Y asi, volvimos al botecito, volvimos Kuching y otro dia paso. Un sabado agotador, de tal manera que despues de cenar un Nasi Ayam (riquisiiiiimo) nos fuimos a dormir a lo que nos parecio las 2 de la mañana y resulto ser las 9 de la noche.
Pero al dia siguiente nos teniamos que levantar temprano para nuestro ultimo dia en Borneo y prospecto de ver a los monos mas primos nuestros: Los Orang-Utanes! Pero eso, se los cuento la proxima…
Les dejo las consabidas fotos, y recuerden que si les hacen click pueden ver los comentarios

Abril 20, 2006

La isla de los monos – Primera Parte

Archivado en: CronicaS — congapur @ 4:28 pm

El jueves 13 por la noche nos fuimos corriendo de la oficina, porque teniamos que estar a las 8 del aeropuerto de Johor Bharu para irnos a Kuching. Por que corriendo? se preguntaran. Porque Johor Bharu (o JB) queda en Malaysia, y habia que cruzar la frontera, hacer migraciones y de ahi, ir asta el aeropuerto, y encima, en vispera de feriado. Asi que si bien teniamos 2 horas, en realidad no era tanto tiempo. Llegar hasta el aeropuerto nos tomo un tren, 2 colectivos y un taxi, y una vez en el taxi, elchofer puso el aire acondicionado en modo Artico (al punto tal que cada tanto tenia que apagarlo porque se le empañaban los vidrios), con lo que incube una especie de angina que todavia me molesta.
El viaje no tuvo mayores inconvenientes y llegamos al hotel a eso de las once la noche, para irnos a dormir inmediatamente ya que al otro dia empezabamos bien temprano.
Cuando nos levantamos y nos preparabamos para irnos, nos dimos cuenta que nos habiamos olvidado en Singapur el cuaderno donde Odra habia anotado todas las indicaciones de que colectivos tomar y en donde para llegar a cada parque nacional, asi que tuvimos que preguntar.
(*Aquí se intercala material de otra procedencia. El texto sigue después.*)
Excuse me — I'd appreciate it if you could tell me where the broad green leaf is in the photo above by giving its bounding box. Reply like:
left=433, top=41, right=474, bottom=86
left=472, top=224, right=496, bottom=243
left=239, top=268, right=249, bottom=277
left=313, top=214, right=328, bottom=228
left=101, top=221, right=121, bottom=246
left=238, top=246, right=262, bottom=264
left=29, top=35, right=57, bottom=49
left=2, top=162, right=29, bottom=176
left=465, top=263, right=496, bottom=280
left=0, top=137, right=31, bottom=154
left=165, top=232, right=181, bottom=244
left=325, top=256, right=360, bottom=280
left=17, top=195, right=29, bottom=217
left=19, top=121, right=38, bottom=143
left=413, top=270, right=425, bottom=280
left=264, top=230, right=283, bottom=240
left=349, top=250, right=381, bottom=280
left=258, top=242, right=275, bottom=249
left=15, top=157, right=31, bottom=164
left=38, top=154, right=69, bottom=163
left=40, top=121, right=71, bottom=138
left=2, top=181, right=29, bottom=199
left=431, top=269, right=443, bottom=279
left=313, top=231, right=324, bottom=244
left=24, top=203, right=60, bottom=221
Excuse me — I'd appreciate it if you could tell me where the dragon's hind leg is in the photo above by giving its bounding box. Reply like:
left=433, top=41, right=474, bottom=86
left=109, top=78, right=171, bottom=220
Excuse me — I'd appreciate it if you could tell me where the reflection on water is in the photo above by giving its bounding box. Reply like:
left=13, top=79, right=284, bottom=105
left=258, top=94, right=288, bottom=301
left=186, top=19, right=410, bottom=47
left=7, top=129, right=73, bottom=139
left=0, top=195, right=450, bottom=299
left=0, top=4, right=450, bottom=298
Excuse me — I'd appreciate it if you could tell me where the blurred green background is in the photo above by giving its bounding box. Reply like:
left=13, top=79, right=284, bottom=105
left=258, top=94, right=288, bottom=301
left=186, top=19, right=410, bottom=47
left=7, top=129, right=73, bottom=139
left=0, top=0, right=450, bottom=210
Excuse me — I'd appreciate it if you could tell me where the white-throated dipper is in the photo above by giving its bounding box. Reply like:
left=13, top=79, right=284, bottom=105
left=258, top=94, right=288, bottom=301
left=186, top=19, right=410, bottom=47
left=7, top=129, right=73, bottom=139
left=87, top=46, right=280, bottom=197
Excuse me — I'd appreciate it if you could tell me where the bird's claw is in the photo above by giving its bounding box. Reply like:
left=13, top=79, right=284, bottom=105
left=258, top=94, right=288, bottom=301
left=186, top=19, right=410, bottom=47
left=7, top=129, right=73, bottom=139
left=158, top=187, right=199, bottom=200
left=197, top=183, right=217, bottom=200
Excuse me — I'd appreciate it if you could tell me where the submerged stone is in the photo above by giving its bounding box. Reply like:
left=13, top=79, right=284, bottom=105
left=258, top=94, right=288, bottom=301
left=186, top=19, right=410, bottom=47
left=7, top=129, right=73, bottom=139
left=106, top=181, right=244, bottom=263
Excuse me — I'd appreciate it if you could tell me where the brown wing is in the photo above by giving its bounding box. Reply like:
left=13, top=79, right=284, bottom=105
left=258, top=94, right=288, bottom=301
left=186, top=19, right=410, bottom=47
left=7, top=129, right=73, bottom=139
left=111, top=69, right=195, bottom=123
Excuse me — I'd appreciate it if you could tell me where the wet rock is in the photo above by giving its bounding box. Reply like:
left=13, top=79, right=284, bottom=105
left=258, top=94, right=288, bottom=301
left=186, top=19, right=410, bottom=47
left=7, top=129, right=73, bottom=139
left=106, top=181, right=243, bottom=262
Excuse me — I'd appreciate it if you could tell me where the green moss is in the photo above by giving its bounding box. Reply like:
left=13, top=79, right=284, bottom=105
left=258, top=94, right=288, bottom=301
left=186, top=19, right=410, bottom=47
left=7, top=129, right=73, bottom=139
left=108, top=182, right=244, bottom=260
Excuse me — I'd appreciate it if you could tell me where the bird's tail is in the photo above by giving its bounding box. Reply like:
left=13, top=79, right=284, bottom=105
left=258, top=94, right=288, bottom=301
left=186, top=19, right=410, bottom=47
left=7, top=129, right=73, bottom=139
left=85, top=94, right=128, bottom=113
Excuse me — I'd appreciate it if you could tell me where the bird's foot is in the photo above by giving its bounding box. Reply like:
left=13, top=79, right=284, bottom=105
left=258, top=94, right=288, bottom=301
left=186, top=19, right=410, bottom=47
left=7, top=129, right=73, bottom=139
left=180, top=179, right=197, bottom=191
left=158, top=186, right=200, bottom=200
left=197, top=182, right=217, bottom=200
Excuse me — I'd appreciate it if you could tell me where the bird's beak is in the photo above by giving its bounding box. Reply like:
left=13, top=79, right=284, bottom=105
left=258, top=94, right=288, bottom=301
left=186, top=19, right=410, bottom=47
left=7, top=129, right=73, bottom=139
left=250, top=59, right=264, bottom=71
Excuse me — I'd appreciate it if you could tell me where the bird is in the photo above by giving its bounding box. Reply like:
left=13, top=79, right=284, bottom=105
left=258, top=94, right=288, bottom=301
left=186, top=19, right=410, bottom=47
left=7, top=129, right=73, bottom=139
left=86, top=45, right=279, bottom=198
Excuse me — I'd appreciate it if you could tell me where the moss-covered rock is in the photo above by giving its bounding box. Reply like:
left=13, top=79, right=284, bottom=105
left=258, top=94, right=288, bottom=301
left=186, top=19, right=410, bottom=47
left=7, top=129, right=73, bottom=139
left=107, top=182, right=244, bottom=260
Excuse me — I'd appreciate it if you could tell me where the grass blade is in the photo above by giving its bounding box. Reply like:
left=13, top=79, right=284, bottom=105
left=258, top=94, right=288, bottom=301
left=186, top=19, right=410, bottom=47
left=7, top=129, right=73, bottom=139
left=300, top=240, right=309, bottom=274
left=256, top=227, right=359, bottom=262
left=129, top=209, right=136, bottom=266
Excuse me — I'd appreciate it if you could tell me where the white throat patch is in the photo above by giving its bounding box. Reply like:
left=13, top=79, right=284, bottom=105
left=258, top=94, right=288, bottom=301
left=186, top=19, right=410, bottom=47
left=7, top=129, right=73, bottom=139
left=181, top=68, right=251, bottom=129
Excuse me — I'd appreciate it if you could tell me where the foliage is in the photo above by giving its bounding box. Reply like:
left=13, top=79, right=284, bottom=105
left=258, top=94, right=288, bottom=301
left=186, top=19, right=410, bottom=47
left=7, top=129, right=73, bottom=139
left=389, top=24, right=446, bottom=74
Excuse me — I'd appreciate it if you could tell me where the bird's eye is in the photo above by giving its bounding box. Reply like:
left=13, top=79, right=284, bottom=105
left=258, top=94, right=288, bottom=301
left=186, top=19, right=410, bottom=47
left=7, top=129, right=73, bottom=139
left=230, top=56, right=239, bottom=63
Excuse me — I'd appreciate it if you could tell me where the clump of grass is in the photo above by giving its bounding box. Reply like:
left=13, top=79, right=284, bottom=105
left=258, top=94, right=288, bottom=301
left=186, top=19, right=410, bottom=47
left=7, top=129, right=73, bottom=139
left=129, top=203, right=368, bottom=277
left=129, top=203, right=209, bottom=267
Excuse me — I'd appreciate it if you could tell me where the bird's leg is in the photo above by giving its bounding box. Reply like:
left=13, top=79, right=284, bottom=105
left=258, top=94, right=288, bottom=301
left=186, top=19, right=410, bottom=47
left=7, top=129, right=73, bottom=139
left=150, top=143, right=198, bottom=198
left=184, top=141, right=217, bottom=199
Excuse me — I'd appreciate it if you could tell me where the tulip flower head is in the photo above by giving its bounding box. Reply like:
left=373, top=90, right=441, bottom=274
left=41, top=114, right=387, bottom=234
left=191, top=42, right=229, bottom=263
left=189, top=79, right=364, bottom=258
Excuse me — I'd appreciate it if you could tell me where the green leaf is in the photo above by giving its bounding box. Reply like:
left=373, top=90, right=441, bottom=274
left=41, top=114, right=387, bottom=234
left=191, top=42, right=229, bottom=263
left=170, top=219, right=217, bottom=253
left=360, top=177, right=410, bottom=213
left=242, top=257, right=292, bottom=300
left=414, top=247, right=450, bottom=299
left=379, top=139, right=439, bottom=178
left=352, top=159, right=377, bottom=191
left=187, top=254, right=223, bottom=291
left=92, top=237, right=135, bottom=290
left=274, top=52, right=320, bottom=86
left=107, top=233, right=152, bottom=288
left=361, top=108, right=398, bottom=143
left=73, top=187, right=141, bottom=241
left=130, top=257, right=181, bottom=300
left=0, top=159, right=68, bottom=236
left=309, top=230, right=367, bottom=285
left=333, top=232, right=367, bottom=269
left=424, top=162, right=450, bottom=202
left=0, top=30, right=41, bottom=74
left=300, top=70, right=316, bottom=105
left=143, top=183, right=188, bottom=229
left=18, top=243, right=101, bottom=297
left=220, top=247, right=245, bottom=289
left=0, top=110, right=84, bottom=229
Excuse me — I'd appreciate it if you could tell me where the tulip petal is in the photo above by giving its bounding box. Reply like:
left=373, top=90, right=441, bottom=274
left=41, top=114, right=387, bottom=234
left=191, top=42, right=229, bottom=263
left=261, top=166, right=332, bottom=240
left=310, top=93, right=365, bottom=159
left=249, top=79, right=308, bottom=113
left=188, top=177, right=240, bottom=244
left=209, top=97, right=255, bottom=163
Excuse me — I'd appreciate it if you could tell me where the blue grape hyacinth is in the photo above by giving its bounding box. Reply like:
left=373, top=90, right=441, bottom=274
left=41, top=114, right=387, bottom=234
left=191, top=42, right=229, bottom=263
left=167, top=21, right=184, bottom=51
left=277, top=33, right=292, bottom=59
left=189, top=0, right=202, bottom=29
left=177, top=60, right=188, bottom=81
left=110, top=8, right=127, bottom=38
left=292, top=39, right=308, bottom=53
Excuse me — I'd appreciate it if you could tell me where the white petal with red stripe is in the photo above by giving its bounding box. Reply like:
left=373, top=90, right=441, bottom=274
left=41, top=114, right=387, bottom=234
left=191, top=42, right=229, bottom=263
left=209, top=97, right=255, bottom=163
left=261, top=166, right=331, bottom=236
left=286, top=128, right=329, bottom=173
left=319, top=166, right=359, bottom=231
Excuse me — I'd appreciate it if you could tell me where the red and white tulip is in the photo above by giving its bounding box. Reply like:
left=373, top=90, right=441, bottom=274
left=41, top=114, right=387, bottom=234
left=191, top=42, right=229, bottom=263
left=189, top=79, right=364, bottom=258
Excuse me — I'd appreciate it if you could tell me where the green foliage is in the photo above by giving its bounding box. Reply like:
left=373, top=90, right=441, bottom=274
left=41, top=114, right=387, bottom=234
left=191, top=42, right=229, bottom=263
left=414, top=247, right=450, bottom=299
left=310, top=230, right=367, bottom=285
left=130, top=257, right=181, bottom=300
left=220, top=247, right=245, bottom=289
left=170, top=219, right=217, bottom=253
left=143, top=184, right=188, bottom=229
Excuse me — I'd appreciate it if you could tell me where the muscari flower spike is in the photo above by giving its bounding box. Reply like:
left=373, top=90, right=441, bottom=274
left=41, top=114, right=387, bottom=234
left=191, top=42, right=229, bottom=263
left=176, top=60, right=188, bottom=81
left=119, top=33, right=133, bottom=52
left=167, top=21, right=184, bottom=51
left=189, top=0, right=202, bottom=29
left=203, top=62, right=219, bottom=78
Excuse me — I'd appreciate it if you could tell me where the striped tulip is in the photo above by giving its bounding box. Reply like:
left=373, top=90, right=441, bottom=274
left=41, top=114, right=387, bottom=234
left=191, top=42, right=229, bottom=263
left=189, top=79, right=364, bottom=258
Como ese dia ibamos a ir al parque que quedaba mas lejos, Gading (unos 100 km), preguntamos y nos dijeron “Se tienen que tomar la linea verde hasta Bau y de ahi se toman otro colectivo que los deja en el parque”. Fenomeno!, pensamos, e hicimos exactamente eso: Nos tomamos, a las 8 de la mañana, el micro que iba hasta Bau. Llegamos alli (Es un pueblo de aproximadamente 4 x 2 cuadras y una estacion de colectivos) a las 9, despues de un viaje horrible de incomodo (los micros son los que usaba Pedro Picapiedras) para mi que trataba de dormir, no tanto para Odra que disfruto el paisaje, y nos dijeron que el micro a Gading salia recien a las 11. 2 horas en Bau, donde no habia absolutamente nada para hacer mas que esperar el micro y la gente nos miraba de la forma en que solo puede mirarse a los primeros Occidentales en la zona desde Magallanes. En vez de preocuparnos, nos sentamos en el “patio de comidas” del pueblo y nos pedimos un desayuno local: Bee Goreng para mi (una especie de sopa de fideos) y un Nasi Ayam para Odra (Nasi es arroz y Ayam es pollo en malayo . Hagan las matematicas), y asi pasaron las dos horitas y nos pudimos subir al micro, esta vez, el que usaba Pablo Picapiedras, ojo, que siempre fue mas cuidadoso de sus cosas. Llegados ya a Gading, finalmente, alrededor de las 12 y media, fuimos corriendo para el parque a preguntar donde podiamos encontrar la Rafflesia, si es que habia alguna florecida. Tuvimos suerte ya que nos dijeron que habia solo una en flor (si siguen el link de la rafflesia hay mas informacion, pero les cuento que la planta, que es basicamente la flor y nada mas, tarda 9 meses en florecer y solo vive 4 dias), pero que para encontrarla debiamos salir del sendero y meternos un poco por la jungla. Nos hicieron un mapa y todo, asi que partimos confiados, aunque no teniamos mucho tiempo ya que el ultimo micro de vuelta a Kuching partia a las 4 de la tarde.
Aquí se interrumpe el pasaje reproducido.